Ирен схватила ближайшую вешалку, стряхнула с нее одежду и бросилась на принца, держа орудие ровно, как копье. Острие попало ему в грудь, сила удара сбила с ног, перенесла через скамеечку и туалетный столик, покрытый рассыпанной и разлитой косметикой, измазанными украшениями, на широкое зеркало, обрамленное желтым светом. Хотя принц не мог отступить дальше, «копье» не остановилось.
Зеркало треснуло от нажима. Казалось, узор трещин – это настоящая паутина, которая удерживает Франциска на месте.
Пригвожденный к стене и с ногами, оторванными от пола, принц не мог ни говорить, ни двигаться. Его глаза блуждали по туалетной комнате, постепенно наполнявшейся ослепительным светом. Он почувствовал, как в лицо ему ударил прохладный ветерок. Мимо пролетел шарф, яркий и знакомый. Голубое небо заполнило помещение. Мимо пронеслась стая шарфов, их концы хлопали, как крылья. Он посмотрел вниз и не обнаружил под собой ни корабля, ни земли. Все вокруг стало темно-синим, беззвездным небом.
Он начал падать и падал вечно.
Ирен склонилась над Волетой.
Девушка, которая никогда не могла спокойно сидеть на стуле, лежать в постели или пройти мимо дерева, не взобравшись на него, лежала очень тихо. Глаза были распахнуты, но они не походили на ее глаза: они были тусклыми и лишенными жизни. Ее губы были яркими от крови.
Ирен нащупала маленькую круглую рану под подбородком. Она осторожно поискала, но не нашла второй дыры. Голова Волеты безвольно повернулась в ее руках.
Ее вдруг охватило желание устроить пожар, сжечь мюзик-холл дотла вместе со всеми, кто еще в нем оставался. Она могла бы запереть двери, и пусть бы они все изжарились в своих ложах.

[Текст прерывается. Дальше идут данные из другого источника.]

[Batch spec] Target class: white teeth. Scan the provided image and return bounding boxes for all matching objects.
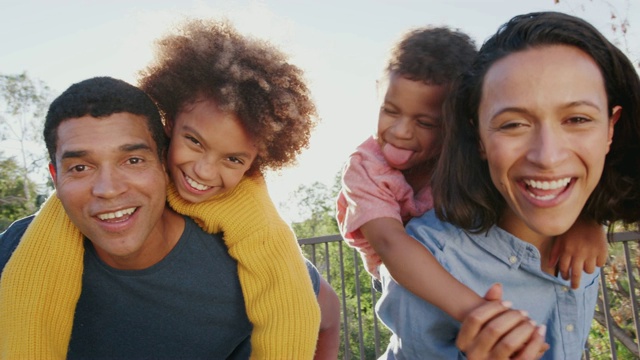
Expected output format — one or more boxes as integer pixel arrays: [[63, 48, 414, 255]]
[[524, 177, 571, 190], [98, 207, 136, 220], [184, 175, 211, 191]]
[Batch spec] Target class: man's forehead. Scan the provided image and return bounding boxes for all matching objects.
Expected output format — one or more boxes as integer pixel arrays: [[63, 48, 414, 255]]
[[57, 113, 156, 152]]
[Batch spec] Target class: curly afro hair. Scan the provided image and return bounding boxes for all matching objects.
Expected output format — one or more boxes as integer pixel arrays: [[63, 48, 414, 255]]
[[386, 27, 477, 85], [140, 19, 317, 173]]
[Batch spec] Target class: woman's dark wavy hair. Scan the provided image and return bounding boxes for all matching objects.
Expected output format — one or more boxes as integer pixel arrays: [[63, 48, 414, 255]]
[[432, 12, 640, 232], [140, 19, 316, 173]]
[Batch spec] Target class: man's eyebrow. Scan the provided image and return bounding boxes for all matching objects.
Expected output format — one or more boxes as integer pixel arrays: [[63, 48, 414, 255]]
[[62, 143, 153, 160]]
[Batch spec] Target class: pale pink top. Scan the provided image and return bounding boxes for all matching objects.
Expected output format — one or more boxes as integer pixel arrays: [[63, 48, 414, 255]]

Этот порыв вызвал в памяти воспоминание о том, как она застукала Волету и Адама за заговором позади театрального занавеса «Паровой трубы». Пока зрительный зал наполнялся дымом от забытой сигары, брат с сестрой так напряженно шептались, что даже не заметили, как их обнаружили. Когда Ирен крикнула «Пожар!», Волета испугалась, словно лань, и бросилась бежать.
Это было первое слово, которое Ирен когда-либо сказала ей. Пожар.
Ей снова захотелось выкрикнуть это слово. Происходящее было похоже на пожар. Все в ее душе горело и становилось черным.
Затем Волета чуть слышно перевела дыхание.
Оцепенев от надежды, Ирен наблюдала, как грудь молодой женщины вздымается – движение было едва заметным, но вполне определенным. Она дышала. А где дыхание, там и жизнь.
Хотя разве может обычный врач вылечить от пули в голове? Такая травма требовала чуда, а Ирен знала только одного человека, который торговал чудесами. Если Сфинкс спас Красную Руку от рокового падения, он спасет и Волету.
Ирен знала, что, как только музыка смолкнет, мертвого принца обнаружат. Вызовут полицию. Ее поймают и застрелят, и Волете конец. Нет, единственной надеждой Ирен было быстрое возвращение на корабль.
Она схватила плащ с вешалки, стоявшей достаточно далеко, чтобы ее не обсыпало пудрой. Она завернула Волету в накидку с капюшоном и прижала к груди. Все, что следовало сделать, – опередить известие о смерти принца. Учитывая количество сплетен, с которыми она имела дело, Ирен знала: это будет очень опасная гонка.